The goal of this work is to find when a short human action (like opening a door) is performed in large real-world video databases. We describe an action as a sequence of atomic action units, termed actoms, which are semantically meaningful temporal parts that are characteristic for the action. We learn both the content and the temporal structure of actions. The results are published at the CVPR 2011 conference in the paper Actom Sequence Models for Efficient Action Detection.

More details are available on the project page.

Modeling complex activities with trees of motion components

Although simple actions can be represented as sequences of short temporal parts, longer activities, e.g. pole vaulting, are composed of a variable number of sub-events connected by complex spatio-temporal relations. In this project, we learn how to automatically represent activities as a hierarchy of mid-level motion components. This hierarchy is a data-driven decomposition that is specific to each video. The results are published at the BMVC 2012 conference in the paper Recognizing activities with cluster-trees of tracklets A one page summary is also available here.

Some minimalistic slides and videos are available here, with more coming soon...

Time series kernel for action recognition

In this work, we address the problem of action recognition by describing actions as time series, and introduce a kernel to compare their dynamical aspects. We propose a new kernel specific to videos, which compares the temporal dependencies of actions. Our time series kernel (called DACO, for Difference of Auto-Correlation Operators) is shown to provide complementary information to standard orderless approaches like bag-of-features. The results are published at the BMVC 2011 conference in the paper A time series kernel for action recognition A one page summary is also available here.

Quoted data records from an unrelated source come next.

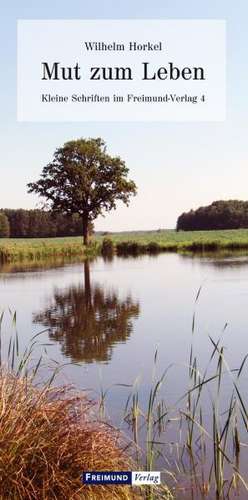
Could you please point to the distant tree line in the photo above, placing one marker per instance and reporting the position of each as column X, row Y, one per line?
column 231, row 214
column 20, row 223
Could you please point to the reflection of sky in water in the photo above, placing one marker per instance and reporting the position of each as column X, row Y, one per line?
column 136, row 306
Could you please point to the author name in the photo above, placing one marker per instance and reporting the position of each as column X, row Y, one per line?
column 120, row 47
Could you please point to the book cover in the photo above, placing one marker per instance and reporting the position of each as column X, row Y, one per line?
column 123, row 250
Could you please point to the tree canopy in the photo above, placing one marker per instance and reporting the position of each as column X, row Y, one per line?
column 231, row 214
column 83, row 179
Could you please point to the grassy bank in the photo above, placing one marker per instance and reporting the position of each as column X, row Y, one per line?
column 124, row 243
column 170, row 240
column 19, row 249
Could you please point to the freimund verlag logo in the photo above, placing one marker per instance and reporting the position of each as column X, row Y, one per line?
column 121, row 477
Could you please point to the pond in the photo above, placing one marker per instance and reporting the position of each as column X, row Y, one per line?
column 106, row 319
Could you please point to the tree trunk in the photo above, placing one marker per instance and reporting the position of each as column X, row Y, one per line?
column 87, row 285
column 86, row 230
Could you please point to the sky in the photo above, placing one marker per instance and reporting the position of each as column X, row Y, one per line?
column 176, row 166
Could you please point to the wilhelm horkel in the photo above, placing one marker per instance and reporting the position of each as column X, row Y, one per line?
column 115, row 46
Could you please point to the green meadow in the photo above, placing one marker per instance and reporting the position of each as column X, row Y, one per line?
column 15, row 249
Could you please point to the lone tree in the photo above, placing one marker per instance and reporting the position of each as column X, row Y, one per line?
column 83, row 179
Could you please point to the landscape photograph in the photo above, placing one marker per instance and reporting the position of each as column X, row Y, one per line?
column 124, row 290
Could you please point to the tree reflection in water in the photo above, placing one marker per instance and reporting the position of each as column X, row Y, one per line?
column 88, row 320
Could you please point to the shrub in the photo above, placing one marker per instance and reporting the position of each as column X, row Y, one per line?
column 4, row 226
column 107, row 247
column 48, row 438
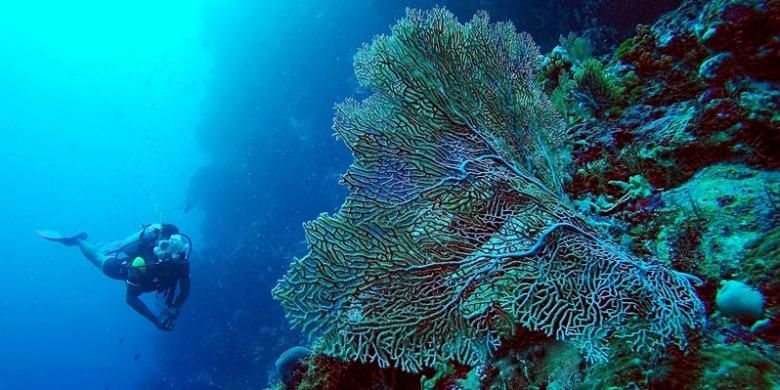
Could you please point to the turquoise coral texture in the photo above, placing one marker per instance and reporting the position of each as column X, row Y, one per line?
column 456, row 230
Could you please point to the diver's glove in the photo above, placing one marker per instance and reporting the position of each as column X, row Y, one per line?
column 164, row 324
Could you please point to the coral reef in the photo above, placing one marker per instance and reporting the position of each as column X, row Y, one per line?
column 458, row 261
column 456, row 229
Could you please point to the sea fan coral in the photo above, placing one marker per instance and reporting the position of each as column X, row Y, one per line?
column 456, row 230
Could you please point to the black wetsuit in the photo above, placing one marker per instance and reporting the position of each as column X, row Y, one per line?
column 158, row 275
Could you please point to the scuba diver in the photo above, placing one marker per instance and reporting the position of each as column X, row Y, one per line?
column 154, row 259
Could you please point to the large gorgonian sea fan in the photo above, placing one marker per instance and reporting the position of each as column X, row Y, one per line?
column 456, row 229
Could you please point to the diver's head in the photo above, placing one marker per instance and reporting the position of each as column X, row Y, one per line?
column 158, row 231
column 175, row 247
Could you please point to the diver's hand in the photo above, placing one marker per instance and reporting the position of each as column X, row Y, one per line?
column 164, row 323
column 168, row 318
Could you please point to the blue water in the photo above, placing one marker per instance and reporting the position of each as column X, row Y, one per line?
column 213, row 115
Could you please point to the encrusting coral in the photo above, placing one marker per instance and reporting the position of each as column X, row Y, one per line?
column 457, row 230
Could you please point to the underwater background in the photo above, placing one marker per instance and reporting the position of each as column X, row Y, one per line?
column 217, row 116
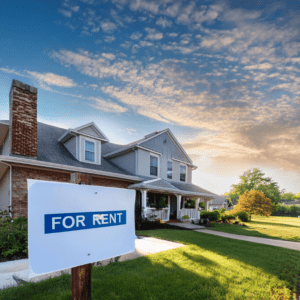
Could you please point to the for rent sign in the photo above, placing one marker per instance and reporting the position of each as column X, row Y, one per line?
column 71, row 225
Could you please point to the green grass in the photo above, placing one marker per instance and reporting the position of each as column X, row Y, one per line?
column 208, row 267
column 283, row 228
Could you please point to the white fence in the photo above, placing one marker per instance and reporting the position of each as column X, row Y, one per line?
column 191, row 212
column 163, row 214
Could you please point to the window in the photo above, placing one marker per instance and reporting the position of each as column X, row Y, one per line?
column 182, row 172
column 153, row 165
column 170, row 169
column 89, row 151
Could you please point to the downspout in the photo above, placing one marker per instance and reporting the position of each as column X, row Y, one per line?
column 10, row 186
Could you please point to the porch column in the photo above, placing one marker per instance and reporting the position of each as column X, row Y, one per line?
column 197, row 208
column 144, row 203
column 169, row 208
column 207, row 205
column 178, row 205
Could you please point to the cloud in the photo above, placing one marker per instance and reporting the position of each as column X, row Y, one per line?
column 264, row 66
column 136, row 36
column 109, row 38
column 53, row 79
column 108, row 26
column 109, row 56
column 65, row 13
column 164, row 22
column 153, row 34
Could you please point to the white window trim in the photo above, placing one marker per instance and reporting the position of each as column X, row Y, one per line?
column 172, row 170
column 97, row 153
column 158, row 165
column 185, row 172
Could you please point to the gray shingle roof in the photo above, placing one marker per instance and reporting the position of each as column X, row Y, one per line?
column 50, row 150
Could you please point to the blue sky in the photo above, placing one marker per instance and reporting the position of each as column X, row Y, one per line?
column 224, row 76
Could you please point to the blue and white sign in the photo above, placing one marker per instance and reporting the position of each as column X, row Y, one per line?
column 71, row 225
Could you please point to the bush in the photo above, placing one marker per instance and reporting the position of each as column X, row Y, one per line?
column 243, row 216
column 226, row 218
column 212, row 216
column 13, row 236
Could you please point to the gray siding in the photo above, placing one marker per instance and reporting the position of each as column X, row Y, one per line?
column 165, row 145
column 4, row 190
column 126, row 161
column 89, row 130
column 71, row 146
column 143, row 166
column 168, row 151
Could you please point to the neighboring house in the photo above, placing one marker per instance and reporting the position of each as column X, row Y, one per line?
column 218, row 202
column 155, row 166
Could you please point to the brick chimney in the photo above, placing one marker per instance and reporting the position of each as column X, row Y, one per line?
column 23, row 119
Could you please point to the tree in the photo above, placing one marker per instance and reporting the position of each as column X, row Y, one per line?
column 254, row 202
column 253, row 179
column 288, row 196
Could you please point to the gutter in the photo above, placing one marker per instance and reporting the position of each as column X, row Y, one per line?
column 10, row 186
column 37, row 163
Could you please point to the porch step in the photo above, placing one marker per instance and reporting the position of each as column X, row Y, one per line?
column 172, row 221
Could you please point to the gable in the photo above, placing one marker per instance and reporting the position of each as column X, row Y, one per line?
column 162, row 143
column 91, row 131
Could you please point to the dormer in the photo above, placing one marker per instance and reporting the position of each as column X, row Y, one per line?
column 84, row 143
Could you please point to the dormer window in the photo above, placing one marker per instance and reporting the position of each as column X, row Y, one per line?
column 182, row 172
column 153, row 165
column 89, row 151
column 170, row 170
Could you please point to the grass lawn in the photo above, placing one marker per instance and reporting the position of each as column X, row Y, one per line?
column 283, row 228
column 208, row 267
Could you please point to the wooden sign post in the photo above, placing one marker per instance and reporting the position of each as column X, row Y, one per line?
column 81, row 276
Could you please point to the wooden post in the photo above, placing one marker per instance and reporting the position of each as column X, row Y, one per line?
column 81, row 276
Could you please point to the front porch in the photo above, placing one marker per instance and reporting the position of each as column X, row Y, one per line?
column 177, row 206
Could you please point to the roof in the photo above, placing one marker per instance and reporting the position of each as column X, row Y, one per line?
column 52, row 151
column 218, row 200
column 174, row 187
column 147, row 137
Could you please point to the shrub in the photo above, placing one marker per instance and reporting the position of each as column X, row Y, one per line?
column 212, row 216
column 243, row 216
column 13, row 236
column 226, row 218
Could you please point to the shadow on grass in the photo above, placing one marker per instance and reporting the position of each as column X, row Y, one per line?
column 276, row 224
column 247, row 231
column 273, row 260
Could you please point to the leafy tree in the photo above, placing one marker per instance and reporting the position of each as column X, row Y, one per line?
column 254, row 202
column 288, row 196
column 253, row 179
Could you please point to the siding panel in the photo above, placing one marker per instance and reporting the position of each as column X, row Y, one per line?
column 126, row 161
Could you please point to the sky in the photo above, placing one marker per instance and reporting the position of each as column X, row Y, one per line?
column 224, row 76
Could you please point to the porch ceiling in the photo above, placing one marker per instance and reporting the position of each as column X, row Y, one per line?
column 162, row 186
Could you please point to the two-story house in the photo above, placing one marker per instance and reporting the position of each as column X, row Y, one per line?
column 155, row 166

More details coming soon...

Mining visual actions from movies

During this project, we aimed at using textual and visual information to extract some video examples of a query action from large movie databases. The paper Mining visual actions from movies published at the BMVC 2009 conference, presents our approach and gives some results on the TV-show Buffy the vampire slayer.
More details are available on the project page.

Challenges

I participated in two challenges during the 2008 summer period:

The TRECVID 2008 High level feature extraction competition.
The goal is to search for high-level semantic features, concepts
such as "Cityscape", "People", "Speech" etc., in a large video database.
Details can be found in LEAR's TRECVID 2008 notebook paper.
The PASCAL VOC challenge 2008 (classification task), which is about recognizing objects (such as "Car", "Bird" or "People") in images.
You will find details on my submissions here.

Master thesis

Between February and June 2008, I did my Master's internship in the LEAR team with Marcin Marszalek and Cordelia Schmid. My work was about combining text and video for action recognition in videos.